アッサブの完成バイト8mm角を削り、正面から溝を掘るバイトを製作しました。横移動により、リブ加工もできます。シールヘッドにトップアウトスプリングやリバウンドストッパーを取り付ける加工に便利です。仕上がり面は思いのほかきれいです。8mmを正面から押し込むので、かなりビビると予想したのですが、かなりシャープな仕上がりに、大変満足しています。

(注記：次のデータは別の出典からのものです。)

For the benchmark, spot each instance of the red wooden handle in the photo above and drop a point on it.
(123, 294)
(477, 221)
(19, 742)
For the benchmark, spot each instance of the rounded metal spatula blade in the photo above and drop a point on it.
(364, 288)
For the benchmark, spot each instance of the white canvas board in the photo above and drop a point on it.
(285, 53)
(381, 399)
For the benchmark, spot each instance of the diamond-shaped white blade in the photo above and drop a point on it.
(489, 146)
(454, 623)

出来てきたキリコは大槻の表現を借りるなら「チョコレートの包み紙」です。
上手くいったり、失敗したり
昨日は、オイルシールなどが嵌る部品、シールヘッドを複数製作しました。
午前中はヨシムラカヤバのシールヘッドを、制約がありステンレスで造りました。二つ造りましたが、どちらも一回で上手くゆき、満足していたのですが、午後にSZR660の部品をアルミで製作を始めたところ、細かいミスをして材料を無駄にしたのですが、極めつけはガイドブッシュを圧入する穴グリ加工で、寸法を大きく開けすぎて、一から造り直しになりました。とは言っても、二回目は勘所を掴みとても早く造り直し出来ました。

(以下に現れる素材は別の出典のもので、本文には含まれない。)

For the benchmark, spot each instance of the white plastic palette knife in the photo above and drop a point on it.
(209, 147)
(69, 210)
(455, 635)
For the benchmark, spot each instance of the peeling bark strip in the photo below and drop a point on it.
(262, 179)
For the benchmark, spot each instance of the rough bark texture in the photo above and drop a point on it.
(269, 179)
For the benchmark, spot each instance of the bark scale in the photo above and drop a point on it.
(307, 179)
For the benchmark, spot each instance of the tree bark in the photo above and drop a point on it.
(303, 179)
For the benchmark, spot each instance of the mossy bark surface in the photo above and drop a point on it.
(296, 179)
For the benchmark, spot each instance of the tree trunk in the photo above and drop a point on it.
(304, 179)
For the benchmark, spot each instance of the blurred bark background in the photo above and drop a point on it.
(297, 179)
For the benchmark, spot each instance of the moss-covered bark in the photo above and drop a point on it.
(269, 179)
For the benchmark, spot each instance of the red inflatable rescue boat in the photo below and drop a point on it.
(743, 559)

失敗した寸法は7/100mmほど大きくしただけですが、滑り軸受の圧入寸法としては致命的で、ガタガタで隙間だらけになります。このガイドブッシュ圧入部の穴グリは、公差をプラス0mm、マイナス1/100mmに設定しています。そのためかなり神経質です。この部分の加工にはアッサブの完成バイトを用いますが、先端はNR無しの尖がり形状です。当社では大量生産しないため、刃先の寿命よりも面の仕上がりを重視して、このような形にバイトを仕上げます。NR無しなので、100分の1の切り込みにもしっかり反応します。

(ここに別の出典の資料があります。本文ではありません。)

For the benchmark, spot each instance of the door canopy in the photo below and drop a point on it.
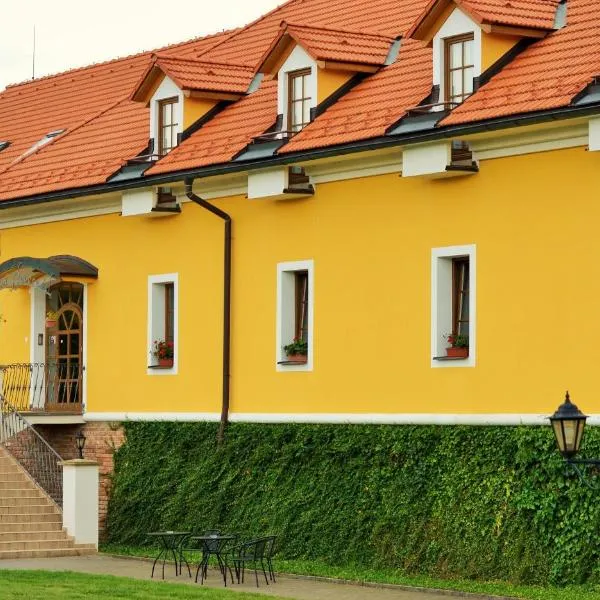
(26, 271)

スローアウェイの交換チップでNRが0.4mmではその100分の1の切り込みでは、面が荒れてしまい上手くゆきません。NR0.2はかなり忠実に反応しますが、NR無しの方がより忠実です。しかし、チップブレーカーが無いので、面倒もあります。
ヤマハ・SZR660
鎌ヶ谷のお店から依頼があり、ヤマハのSRZ660純正ダンパーをオーバーホールしました。
ザックス特有の造りは、純正部品が手に入らない立場では作業が不可能なため、造り物で対応しています。今回はオイルシールのはまるホルダに、新たな仕組みで対応し、製作時間を短縮できました。ザックス純正に似た造りながら、一般的なパッキンを採用し、長持ちするようにしています。ザックス純正のオイルシールも長持ちする良い品ですが、ガイドブッシュがない焼結材とロッドが直に触れ合う仕組みは、簡素化以外の何物でもないと考えています。製作した部品は、滑り軸受を圧入してあります。
ピストンリングも樹脂製から樹脂コーティングの金属製へ交換してあります。これは性能向上よりも、交換可能にするための変更です。シム組も変更し乗り味を少し変えました。そのほか、ロッドは自社製のSGSA14です。